C. Long Range Connectivity in a System of Growing Discs:

iv. Network of growing discs in a plane leading to the Space-filling Percolation

Nature of transition in Explosive Percolation (EP) is studied extensively in recent years. Though wide class of EP models show very sharp change in their order parameters for finite size systems and appear to exhibit discontinuous transition are actually turned out to be continuous transition in the asymptotic limit of the large system sizes. We propose and study a variant of the continuum percolation (CP) model to exhibit a similar discontinuous-like continuous transition. A pattern of circular discs inside a square is generated by filling a large number of growing circular discs one by one at random position with ‘slight’ overlapping. More elaborately, every disc grows from a nucleation centre that is selected at a random location within the uncovered region. The growth rate δ is a fixed parameter of the model, which is continuously tunable. When a growing disc overlaps with at least another disc, it stops growing and is called to be ‘frozen’. Numerical simulation of the model shows the signature of a discontinuous-like-continuous transition similar to Achlioptas process. Critical area coverage at the transition point approaches to unity at δ → 0, implying the limiting pattern is space-filling. Fractal dimension of the pore space is found to be 1.42(10) and the contact network of the discs is found to be a scale-free network (Phys. Rev. E, 89, 032103 (2014)).

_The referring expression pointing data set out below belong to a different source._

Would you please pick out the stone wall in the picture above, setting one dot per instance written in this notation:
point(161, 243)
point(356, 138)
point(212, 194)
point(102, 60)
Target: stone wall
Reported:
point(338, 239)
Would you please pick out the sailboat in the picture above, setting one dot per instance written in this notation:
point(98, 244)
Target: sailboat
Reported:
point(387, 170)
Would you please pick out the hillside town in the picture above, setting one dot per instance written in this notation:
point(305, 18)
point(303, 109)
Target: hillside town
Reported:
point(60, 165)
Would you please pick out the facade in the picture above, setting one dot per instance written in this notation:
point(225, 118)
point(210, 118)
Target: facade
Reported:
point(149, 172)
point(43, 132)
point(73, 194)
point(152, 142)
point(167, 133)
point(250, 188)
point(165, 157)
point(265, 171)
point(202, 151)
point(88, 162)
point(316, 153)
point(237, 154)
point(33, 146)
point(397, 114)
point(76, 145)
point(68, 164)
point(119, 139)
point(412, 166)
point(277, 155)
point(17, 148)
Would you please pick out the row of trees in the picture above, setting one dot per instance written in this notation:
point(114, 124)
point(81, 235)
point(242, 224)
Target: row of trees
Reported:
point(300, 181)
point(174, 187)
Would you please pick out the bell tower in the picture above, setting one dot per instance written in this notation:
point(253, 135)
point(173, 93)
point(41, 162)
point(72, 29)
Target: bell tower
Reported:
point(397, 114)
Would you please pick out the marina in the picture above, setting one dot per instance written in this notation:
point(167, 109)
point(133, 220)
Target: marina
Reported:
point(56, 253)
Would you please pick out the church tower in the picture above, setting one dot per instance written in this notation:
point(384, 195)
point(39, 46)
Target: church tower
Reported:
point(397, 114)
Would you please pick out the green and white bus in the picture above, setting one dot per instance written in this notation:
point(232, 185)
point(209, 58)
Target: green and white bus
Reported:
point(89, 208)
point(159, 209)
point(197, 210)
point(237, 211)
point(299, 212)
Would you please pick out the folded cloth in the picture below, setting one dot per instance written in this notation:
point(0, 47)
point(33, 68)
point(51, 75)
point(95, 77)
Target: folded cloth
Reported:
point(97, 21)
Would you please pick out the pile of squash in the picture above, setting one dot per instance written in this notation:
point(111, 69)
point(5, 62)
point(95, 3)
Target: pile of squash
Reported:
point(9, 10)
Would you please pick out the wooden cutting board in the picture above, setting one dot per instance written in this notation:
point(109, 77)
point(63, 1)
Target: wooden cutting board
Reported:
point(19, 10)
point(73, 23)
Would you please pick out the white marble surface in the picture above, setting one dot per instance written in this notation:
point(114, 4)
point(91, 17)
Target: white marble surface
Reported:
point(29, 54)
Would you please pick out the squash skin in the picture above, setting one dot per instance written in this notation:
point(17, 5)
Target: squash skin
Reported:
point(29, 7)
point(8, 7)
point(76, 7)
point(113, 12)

D. Properties of the Earthquake Network:

v. Weighted network analysis of earthquake seismic data

We have used the method of Abe et. al. to generate a weighted earthquake network associated with the time series of occurrences of the tremors over a long duration and the positions of their epicenters. Here, the entire earthquake region is digitized into a grid, where a cell represents a node if and only if at least one tremor occurs within this cell. In addition, a bond is drawn between every pair of successive events. In our analysis, the number of bonds between a pair of nodes is defined as the weight of the link connecting the nodes. Weighted network is useful to gain better insights about the structural properties and correlations present in the network. It is observed that different properties of the weighted network are quite different from those of their un-weighted counterparts (Physica A 433, 336 (2015)).